Based on the above pharmacodynamics model, W is proportional to the IC50 of the mutant. To examine the accuracy of W using an experimentally validated dose response curve, we utilized a set of mutants previously constructed by site-directed mutagenesis (Fig. S5) (11). The drug dose response curves were experimentally measured for each individual mutant. We found that the effects of mutations on drug resistance (W) estimated from the fitness data were generally consistent with estimates based on the measured dose response curves (Fig. 4B and Fig. S6; Materials and Methods), suggesting that the drug resistance score W is accurate and can be used to estimate IC50. Thus, we estimated the IC50 value of all profiled mutations (Fig. 4C). We found that residues 28, 31, 92, and 93 are enriched with drug resistance mutations with high IC50 values, consistent with a previous experimental study (11). These positions were also reported to be hot spots for DCV drug resistance in multiple HCV genotypes (73–75).
Drug resistance can be inferred from fitness data under drug selection. The scatter plot shows that the drug resistance (W) estimated from different selection conditions (different concentrations of DVC) is highly correlated. Download FIG S6, TIF file, 1.2 MB (1.2MB, tif) .
Copyright © 2021 Dai et al.
This content is distributed under the terms of the Creative Commons Attribution 4.0 International license.

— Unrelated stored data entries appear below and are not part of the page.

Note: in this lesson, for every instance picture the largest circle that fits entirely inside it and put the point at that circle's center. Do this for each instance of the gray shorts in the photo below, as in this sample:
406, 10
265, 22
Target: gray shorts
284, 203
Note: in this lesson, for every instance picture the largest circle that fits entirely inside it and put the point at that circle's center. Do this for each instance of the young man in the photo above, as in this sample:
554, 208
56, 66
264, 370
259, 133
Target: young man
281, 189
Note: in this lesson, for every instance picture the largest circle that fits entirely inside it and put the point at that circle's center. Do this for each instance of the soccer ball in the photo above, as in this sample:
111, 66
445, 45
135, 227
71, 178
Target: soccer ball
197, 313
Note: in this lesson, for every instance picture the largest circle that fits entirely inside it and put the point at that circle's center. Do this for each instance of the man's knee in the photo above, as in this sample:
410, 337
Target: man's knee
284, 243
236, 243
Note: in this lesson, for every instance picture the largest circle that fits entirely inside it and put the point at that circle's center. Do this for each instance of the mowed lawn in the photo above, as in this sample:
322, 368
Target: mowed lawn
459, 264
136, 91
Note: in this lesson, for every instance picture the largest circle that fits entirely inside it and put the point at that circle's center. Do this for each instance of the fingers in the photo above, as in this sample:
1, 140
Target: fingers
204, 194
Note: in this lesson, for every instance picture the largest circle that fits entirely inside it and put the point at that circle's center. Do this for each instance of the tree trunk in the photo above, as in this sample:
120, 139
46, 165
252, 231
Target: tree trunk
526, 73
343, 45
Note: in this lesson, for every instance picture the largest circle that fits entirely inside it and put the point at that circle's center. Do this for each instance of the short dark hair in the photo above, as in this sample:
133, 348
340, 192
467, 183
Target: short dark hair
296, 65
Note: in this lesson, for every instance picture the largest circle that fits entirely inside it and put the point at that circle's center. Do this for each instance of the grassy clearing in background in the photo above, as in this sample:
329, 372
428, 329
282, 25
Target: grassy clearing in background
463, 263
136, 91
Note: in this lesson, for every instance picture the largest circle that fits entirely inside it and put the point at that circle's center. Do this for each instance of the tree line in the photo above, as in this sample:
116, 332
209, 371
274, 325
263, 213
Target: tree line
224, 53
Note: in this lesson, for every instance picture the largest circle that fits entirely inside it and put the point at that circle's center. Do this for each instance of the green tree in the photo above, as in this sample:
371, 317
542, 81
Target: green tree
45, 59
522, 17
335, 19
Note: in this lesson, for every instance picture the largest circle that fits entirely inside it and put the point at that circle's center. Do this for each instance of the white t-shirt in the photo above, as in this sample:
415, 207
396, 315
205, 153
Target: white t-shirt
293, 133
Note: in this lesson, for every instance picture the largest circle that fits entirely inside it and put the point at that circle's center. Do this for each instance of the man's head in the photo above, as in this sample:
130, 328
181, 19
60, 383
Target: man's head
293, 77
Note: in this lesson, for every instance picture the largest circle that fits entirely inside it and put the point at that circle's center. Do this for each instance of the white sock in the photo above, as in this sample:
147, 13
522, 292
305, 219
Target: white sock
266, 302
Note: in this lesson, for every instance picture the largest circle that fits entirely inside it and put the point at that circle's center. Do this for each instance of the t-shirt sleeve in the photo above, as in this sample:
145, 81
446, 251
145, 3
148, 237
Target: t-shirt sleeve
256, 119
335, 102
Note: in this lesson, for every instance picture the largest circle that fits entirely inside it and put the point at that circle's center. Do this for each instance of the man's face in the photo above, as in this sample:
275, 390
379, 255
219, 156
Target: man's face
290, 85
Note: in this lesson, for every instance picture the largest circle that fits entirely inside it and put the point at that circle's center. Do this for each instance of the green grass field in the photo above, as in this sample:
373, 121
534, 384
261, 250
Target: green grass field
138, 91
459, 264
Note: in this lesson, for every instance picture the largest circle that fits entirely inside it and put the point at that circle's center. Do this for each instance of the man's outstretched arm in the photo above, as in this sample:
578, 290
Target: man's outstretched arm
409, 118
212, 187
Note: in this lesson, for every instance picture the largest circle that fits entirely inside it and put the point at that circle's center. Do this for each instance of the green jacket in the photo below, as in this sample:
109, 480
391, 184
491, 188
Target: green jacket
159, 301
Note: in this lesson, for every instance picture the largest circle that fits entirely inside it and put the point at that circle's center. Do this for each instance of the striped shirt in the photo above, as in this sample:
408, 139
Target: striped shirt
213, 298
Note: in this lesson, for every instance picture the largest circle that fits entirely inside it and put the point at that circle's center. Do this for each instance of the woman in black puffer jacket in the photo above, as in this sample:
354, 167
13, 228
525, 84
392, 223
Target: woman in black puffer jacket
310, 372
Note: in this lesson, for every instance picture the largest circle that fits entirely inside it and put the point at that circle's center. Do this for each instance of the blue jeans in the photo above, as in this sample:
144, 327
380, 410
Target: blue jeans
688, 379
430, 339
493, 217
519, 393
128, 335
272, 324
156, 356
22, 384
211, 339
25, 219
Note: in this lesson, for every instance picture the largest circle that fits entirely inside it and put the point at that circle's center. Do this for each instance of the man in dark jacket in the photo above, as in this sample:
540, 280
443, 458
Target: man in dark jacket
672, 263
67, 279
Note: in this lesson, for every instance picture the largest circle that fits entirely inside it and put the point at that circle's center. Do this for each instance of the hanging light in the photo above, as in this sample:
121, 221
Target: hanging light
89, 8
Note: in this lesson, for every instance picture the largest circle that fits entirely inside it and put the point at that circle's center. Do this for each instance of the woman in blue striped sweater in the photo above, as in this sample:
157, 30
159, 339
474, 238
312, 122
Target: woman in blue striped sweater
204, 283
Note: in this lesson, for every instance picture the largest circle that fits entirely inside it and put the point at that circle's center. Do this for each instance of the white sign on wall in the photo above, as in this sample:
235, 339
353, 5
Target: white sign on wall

This pharmacodynamics model can help explain the change of DFE with the increase of drug concentration. The mutations that reduce a protein’s binding affinity to drug molecules (i.e., less inhibited by the drug) may come with a fitness cost (i.e., smaller f0 than the wild type). Among all the nonlethal single amino acid substitutions profiled in our HCV NS5A protein library, we found that roughly half of the mutations increased resistance to DCV (i.e., improved new function) at the expense of replication fitness without drug (Fig. 4D; Spearman’s ρ = –0.13, P = 8.3 × 10−4). This group of resistance mutations (lower-right section in Fig. 4D) can become beneficial when the environmental stress imposed by the antiviral drug is strong, leading to an increase in the proportion of beneficial mutations at higher drug concentrations. Moreover, as the wild-type virus moves further away from the phenotypic optimum, the relative fitness of the drug-resistant mutant is expected to increase with environmental stress (Fig. 4A, dashed line). Indeed, we found that the relative fitness of validated drug-resistant mutants increased at higher drug concentration (Fig. 4E).
DISCUSSION
Site-directed mutagenesis and experimental evolution are traditional approaches to examine the DFE (76–79). Both methods provide pivotal insights into the shape of the DFE, yet with limitations. The site-directed mutagenesis approach requires fitness assays for each individual mutant and can only provide a sparse sampling of mutations. In experimental evolution, the sampling of sequence space via de novo mutations is biased toward large-effect beneficial mutations, as they are more likely to fix in the population. In contrast, the deep mutational scanning approach (9), which utilizes high-throughput sequencing to simultaneously assay the fitness or phenotype of a library of mutants, allows for unbiased and large-scale sampling of fitness landscapes and thus is ideal for studying the characteristics of empirical DFE. The downside of this high-throughput approach is that the fitness measurements can be noisy, especially for large mutant libraries (80). In our experiment, we divided the mutant library into smaller sublibraries (∼500 mutants) in selection experiments. We compared the data to an independent experiment and found that the fitness estimates were largely reproducible (Fig. S2). We also showed that the observed change in the DFE under different conditions was consistent with validation experiments (Fig. 3). Since this study is focused on the properties of the entire distribution of mutations rather than the effects of specific mutations, our findings on the general patterns of DFE are robust to the errors in fitness estimates. Our study quantified the fitness effects of single amino acid substitutions in the drug-targeted region of an essential viral protein. In general, the empirical DFE of HCV NS5A was consistent with previous findings that viral proteins were highly optimized in the natural condition and very sensitive to the effects of deleterious mutations.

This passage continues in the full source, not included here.